Leo Carrillo, Gonzalo Mendez, Frank Palomino, Carey McWilliams, and Lame-O Westminster/Garden Grove Unified School Districts

The recent push by activists to have a school in the Orange Unified School District named after local civil rights pioneer Lorenzo Ramirez reminded me that the Westminster Unified School District still hasn't named a school after its famous civil rights pioneer: Gonzalo Mendez, who along with Ramirez and three other fathers sued to desegregate Orange County schools about 65 years ago. The city of Westminster does have a school named after a Latino (though, strangely, that school falls under the jurisdiction of the Garden Grove Unified School District): Leo Carrillo Elementary. And here is yet another story of how Orange County loves its Mexicans.

Most of you kids don't remember Carrillo, but he was a big deal in Southern California during the 1940s through the 1960s, playing the Cisco Kid and other Latino roles that portrayed us as dumb, gay caballeros. He was also a convenient Mexican.

Carrillo was of Californio ancestry, those much-romanticized residents of California when the state was actually a legal part of Mexico instead of being in its demographic sphere. The public treated Carrillo as some sort of demigod, a living emblem of the Old California so many romanticized while at the same time spitting on the actual Mexicans coming into the state.

The actor, for his part, made sure to play up those Mexican roots whenever necessary. In North from Mexico, the historian Carey McWilliams paints a withering portrait of Carrillo, though he never names him. In a chapter on California's fantasy Mexican heritage, McWilliams goes to work:

"Leading the [Cinco de Mayo] parade through the streets, riding majestically on a white horse, is a prominent 'Mexican' actor. Strangely enough, this actor, a Californio three hundred and sixty-four days of the year, becomes a 'Mexicano' on Cinco de Mayo. Elegantly attired in a ranchero costume, he sits proudly astride his silver-mounted saddle and jingles his silver spurs as he rides along. The moment he comes into sight, the crowds begin to applaud for he is well known to them through the unvarying stereotypic Mexican roles which he plays in the films. Moreover, they have seen him in exactly this same role, at the head of this or some similar parade, for fifteen years."

The actual Mexicans in Los Angeles at the time, McWilliams wrote, despised Carrillo--"If I see that white horse once more, I'm going to spit in its eye," he quoted an activist as stating.

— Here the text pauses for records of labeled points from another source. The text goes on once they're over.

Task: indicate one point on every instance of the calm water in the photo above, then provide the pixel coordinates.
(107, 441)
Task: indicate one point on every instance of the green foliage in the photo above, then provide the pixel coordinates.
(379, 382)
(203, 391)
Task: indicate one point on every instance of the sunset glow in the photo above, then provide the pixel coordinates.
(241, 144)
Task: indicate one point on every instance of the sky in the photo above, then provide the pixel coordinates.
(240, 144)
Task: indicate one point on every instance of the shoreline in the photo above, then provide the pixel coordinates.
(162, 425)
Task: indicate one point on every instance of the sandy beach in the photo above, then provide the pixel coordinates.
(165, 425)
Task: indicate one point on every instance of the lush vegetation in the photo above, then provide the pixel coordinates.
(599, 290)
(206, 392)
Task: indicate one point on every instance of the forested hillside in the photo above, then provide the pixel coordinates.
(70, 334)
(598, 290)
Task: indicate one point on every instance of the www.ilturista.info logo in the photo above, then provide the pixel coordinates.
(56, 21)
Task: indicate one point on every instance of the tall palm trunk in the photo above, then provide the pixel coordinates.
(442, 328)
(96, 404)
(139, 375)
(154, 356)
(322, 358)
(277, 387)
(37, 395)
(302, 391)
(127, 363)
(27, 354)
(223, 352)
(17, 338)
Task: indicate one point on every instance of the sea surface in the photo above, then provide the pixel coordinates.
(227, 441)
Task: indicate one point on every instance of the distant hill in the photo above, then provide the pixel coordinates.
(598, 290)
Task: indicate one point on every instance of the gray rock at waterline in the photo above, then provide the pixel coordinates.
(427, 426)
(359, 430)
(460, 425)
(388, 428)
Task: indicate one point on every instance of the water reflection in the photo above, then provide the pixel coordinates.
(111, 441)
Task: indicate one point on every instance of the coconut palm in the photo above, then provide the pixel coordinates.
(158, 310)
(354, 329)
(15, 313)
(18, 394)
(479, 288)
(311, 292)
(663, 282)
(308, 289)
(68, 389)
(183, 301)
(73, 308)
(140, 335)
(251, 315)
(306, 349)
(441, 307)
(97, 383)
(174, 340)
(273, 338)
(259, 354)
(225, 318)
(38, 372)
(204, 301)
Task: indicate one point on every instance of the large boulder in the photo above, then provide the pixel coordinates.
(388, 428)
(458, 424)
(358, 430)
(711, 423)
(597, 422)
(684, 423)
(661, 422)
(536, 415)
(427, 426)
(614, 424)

Carrillo also pushed for the internment of Japanese and was a strong supporter of HUAC--in other words, a perfect vendido for American society. Yet he is the only Latino in Garden Grove or Westminster for whom a school is named after (Garden Grove also had a plaintiff in the Mendez, et al v. Westminster, et al case: Frank Palomino), even though Carrillo has no notable ties to Garden Grove Unified or Westminster. Of course that's how we do it in the OC: better to have Mexi kids aspire to become milquetoast beaners than troublemaking local activists, ¿qué no?